Le groupe né dans une pharmacie du quartier de Ginza (Tokyo) en 1872 vit une révolution par le haut. Elle a été enclenchée par Masahiko Uotani, arrivé à la tête du géant de la cosmétique il y a un an. Sa nomination avait bouleversé la société, qui cultivait depuis toujours un système de promotion à l'ancienneté. Pour la première fois, en 2014, une personnalité totalement étrangère à l'entreprise a été promue par la direction. « Les employés que j'ai rencontrés exprimaient un sentiment de crise et ressentaient le besoin d'une transformation du groupe », justifiait alors Masahiko Uotani. Il n'avait auparavant passé qu'un an dans les murs de Shiseido en tant que consultant.
À soixante ans, il a été choisi pour sa connaissance des codes de la mondialisation et sa bonne culture du marché japonais, où Shiseido réalise encore 47% de son chiffre d'affaires. Un arbitrage habile permettant d'accélérer l'internationalisation sans tenter le grand bond du recrutement d'un patron gaijin, comme Sony ou Nissan.
Lettres
Après des études de littérature anglaise à l'Université Doshisha, Masahiko Uotani a été embauché chez Lion Dentifrice (depuis rebaptisé Lion), et est parti à New York décrocher un MBA. Repéré à son retour par Kraft, il devient, en 1991, vice-président de sa filiale japonaise. Trois ans plus tard, il prend la direction de l'équipe marketing de la filiale nippone de Coca-Cola, où les ventes, qui représentaient encore dans les années 2000 20% du profit opérationnel mondial du groupe d'Atlanta, sont malmenées. Il travaillera sur plusieurs campagnes pour les cafés Georgia et misera énormément sur l'excitation nationale précédant la Coupe du monde de football de 2002 pour doper l'image de Coca.
Dès 2001, il est P-DG de Coca-Cola Japan. Mais en 2006, il est déplacé au poste de Président quand un Américain est nommé à Tokyo, à la direction exécutive.
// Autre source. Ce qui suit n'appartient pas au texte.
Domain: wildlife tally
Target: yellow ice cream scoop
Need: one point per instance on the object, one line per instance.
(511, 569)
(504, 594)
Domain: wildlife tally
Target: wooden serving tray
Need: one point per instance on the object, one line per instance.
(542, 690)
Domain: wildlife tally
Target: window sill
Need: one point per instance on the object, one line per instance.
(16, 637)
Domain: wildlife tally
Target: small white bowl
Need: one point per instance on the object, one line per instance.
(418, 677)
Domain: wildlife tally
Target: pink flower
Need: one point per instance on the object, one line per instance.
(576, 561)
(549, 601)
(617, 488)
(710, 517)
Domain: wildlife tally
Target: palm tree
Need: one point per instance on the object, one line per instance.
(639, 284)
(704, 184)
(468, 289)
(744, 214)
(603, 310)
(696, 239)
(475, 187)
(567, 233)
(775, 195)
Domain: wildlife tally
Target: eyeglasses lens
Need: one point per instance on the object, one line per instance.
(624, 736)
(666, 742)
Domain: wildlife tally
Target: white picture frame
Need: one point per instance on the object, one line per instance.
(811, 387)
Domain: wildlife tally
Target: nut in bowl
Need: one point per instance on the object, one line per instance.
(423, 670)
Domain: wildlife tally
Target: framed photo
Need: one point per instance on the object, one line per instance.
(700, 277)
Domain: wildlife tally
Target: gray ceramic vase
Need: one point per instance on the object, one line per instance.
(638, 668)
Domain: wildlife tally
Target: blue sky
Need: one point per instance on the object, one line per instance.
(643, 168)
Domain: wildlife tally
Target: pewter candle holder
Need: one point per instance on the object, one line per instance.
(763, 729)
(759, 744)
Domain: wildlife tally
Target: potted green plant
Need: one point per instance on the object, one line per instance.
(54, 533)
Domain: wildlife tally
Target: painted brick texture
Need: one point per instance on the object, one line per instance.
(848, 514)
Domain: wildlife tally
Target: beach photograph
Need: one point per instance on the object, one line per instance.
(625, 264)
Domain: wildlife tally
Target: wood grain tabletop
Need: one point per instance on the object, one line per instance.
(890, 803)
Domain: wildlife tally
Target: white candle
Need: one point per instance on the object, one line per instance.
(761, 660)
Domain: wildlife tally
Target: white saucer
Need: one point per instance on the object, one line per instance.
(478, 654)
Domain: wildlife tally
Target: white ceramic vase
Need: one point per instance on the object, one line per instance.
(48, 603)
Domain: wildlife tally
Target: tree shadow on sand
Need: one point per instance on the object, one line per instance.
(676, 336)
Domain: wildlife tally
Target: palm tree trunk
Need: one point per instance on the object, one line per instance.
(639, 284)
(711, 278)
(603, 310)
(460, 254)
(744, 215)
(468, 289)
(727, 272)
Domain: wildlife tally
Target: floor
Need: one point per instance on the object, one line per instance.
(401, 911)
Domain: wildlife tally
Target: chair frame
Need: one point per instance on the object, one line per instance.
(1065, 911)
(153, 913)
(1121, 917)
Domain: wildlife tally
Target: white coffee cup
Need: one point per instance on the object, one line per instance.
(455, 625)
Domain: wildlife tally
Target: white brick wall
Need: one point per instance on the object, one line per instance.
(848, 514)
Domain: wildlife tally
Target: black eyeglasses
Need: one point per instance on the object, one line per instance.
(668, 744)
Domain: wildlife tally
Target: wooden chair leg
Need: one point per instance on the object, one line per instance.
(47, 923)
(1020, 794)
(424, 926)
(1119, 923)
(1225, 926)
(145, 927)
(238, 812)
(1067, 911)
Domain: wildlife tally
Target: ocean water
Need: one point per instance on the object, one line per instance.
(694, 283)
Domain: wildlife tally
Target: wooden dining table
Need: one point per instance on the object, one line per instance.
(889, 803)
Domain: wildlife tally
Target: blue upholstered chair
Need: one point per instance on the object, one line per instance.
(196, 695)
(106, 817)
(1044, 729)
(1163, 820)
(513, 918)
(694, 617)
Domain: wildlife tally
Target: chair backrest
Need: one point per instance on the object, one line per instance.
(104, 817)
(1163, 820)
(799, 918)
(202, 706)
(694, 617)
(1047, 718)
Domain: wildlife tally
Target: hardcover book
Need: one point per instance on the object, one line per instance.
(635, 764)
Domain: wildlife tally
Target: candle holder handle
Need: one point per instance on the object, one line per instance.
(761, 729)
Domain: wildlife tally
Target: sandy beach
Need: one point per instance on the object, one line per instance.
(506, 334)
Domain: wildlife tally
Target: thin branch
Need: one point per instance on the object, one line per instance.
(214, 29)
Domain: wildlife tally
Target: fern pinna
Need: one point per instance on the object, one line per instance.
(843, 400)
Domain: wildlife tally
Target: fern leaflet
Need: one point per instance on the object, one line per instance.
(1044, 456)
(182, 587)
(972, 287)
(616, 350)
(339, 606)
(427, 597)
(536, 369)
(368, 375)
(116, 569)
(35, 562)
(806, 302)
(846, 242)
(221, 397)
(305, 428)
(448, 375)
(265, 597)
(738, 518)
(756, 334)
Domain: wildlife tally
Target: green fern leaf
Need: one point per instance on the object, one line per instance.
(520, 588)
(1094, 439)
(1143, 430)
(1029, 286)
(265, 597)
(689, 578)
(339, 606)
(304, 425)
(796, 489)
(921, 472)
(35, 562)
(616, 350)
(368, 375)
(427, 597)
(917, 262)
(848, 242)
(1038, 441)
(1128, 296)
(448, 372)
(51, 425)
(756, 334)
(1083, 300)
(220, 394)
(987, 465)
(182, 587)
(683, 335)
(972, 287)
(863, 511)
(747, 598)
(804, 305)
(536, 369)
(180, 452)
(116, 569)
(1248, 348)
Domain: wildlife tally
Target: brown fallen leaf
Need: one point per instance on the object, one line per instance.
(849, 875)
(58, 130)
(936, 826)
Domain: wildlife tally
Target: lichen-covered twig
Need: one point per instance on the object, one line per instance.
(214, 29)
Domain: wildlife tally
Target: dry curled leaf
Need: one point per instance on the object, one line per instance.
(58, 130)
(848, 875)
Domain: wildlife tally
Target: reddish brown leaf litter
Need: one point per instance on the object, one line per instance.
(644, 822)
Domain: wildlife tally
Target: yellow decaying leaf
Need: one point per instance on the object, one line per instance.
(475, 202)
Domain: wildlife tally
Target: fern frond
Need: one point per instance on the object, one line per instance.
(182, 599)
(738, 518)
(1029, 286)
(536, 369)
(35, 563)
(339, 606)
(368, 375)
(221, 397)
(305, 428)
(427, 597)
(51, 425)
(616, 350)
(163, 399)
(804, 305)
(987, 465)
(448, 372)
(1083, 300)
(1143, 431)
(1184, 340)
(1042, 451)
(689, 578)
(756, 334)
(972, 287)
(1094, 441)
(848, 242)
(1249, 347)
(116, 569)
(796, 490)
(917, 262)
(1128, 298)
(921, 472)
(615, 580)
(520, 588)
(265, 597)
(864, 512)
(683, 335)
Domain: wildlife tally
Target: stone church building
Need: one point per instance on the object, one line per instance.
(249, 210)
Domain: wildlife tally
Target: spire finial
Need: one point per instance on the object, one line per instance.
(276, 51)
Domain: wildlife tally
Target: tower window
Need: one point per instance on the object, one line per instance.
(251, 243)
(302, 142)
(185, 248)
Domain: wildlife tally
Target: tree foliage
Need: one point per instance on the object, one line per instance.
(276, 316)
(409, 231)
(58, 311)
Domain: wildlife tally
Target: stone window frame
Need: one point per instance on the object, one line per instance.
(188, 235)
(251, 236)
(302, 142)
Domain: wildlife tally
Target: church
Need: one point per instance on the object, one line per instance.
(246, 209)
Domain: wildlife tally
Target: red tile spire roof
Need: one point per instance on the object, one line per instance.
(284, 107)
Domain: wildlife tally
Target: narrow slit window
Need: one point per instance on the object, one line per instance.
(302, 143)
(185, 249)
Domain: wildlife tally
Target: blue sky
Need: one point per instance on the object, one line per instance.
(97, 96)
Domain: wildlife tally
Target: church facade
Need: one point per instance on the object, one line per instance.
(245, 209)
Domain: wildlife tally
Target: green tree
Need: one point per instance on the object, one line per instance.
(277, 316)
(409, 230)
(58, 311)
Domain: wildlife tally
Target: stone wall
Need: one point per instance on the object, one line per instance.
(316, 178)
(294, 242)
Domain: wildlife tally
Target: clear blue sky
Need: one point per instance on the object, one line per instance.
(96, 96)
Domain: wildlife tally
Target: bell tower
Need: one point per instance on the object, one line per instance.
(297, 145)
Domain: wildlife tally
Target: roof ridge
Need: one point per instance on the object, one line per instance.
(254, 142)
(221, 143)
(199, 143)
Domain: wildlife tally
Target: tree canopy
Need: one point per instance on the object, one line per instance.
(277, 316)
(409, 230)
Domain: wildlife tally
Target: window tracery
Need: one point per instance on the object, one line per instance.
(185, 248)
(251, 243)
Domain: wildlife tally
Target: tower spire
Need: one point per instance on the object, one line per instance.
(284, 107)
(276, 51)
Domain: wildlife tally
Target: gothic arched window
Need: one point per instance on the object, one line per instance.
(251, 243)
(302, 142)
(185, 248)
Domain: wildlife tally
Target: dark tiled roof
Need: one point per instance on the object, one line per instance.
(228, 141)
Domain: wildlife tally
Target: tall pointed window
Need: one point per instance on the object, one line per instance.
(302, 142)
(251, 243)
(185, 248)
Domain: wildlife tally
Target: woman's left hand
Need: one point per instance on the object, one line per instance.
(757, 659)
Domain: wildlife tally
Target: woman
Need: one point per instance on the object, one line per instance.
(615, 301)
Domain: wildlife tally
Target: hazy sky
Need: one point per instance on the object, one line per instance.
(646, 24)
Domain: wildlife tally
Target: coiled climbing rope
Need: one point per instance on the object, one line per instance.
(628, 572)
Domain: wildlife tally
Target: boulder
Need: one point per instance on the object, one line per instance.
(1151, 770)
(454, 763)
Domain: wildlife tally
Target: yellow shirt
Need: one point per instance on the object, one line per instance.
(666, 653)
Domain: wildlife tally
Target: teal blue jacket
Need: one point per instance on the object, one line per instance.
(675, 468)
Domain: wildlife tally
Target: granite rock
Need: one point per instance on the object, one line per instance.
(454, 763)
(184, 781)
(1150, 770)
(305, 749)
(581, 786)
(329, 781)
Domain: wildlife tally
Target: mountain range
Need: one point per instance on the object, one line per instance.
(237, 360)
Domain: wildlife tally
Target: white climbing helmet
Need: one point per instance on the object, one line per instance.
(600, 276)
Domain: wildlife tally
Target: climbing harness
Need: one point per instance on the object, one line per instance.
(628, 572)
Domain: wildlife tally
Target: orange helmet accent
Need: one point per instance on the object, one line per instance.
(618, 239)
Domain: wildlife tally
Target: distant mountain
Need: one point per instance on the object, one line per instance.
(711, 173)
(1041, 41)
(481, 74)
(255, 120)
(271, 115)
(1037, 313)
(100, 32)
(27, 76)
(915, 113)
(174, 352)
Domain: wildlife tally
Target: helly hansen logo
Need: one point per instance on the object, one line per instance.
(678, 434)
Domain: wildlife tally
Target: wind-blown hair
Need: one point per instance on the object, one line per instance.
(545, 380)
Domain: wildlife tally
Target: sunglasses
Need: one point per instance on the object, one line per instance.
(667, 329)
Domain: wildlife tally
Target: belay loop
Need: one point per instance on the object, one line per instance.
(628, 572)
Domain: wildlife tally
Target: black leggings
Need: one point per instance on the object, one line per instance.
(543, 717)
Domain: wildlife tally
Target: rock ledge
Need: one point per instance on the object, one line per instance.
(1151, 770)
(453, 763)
Il quitte le groupe en 2011.
Chez Shiseido, il prescrit l'électrochoc. « J'ai rencontré 10.000 employés », assure-t-il. Il a découvert à son arrivée « un groupe trop replié sur lui-même » et des vendeurs démotivés, jamais associés aux stratégies marketing décidées plus haut. En décembre dernier, dans les minutes qui ont suivi la présentation de son grand plan stratégique pour le groupe au cours duquel il avait plaidé pour un rajeunissement des différentes marques qui constituent la société, il a croisé dans les bureaux le président des cosmétiques Prior, développés spécialement pour les femmes japonaises de plus de 50 ans. « Alors, tu vas nous abandonner ? », s'est inquiété le responsable. « Non », l'a conforté le P-DG. « Si, au Japon, nous allons continuer de travailler sur les générations plus âgées, nous devons globalement nous adresser à une population plus jeune, notamment dans les pays en développement », détaille Masahiko Uotani, qui pointe le dynamisme des marchés, en Chine ou en Asie du Sud-Est, où Shiseido va devoir trouver des relais de croissance pour compenser le déclin régulier des ses ventes japonaises. Sur l'exercice fiscal achevé fin mars, le chiffre d'affaires dans l'Archipel a encore fondu de 3,2%.
À l'international, le repli est moins rapide. Mesuré en devises locales, il n'a été, l'an dernier, que de 0,9 %. Au total, le profit opérationnel du groupe aura fondu de 44,4 % sur un an pour atteindre 27,6 milliards de yens.
Toujours la Chine
Pour redresser cette courbe Masahiko Uotani mise beaucoup sur la Chine (14,5% de ses ventes mondiales). Voulant rapprocher les centres de décision des consommateurs, il vient de donner plus de pouvoir, à Shanghai, à une équipe régionale capable d'adapter plus rapidement son marketing aux évolutions de la demande locale. Responsabilisés, les cadres sur place vont préparer l'introduction, l'an prochain, dans le pays de la marque Elixir et relancer la stratégie de commerce en ligne. La Chine pourrait représenter 20% des ventes à l'horizon 2020. Si Shiseido accepte d'être bousculé, il pourrait, assure le PDG, atteindre les 1.000 milliards de yens de ventes par an en 2020, contre aujourd'hui 777,7 milliards de yens. Dans sa dernière carte de vœux envoyée aux collaborateurs du groupe, le dirigeant a écrit « Soutenez Shiseido, il s'apprête à agir et à bouger ».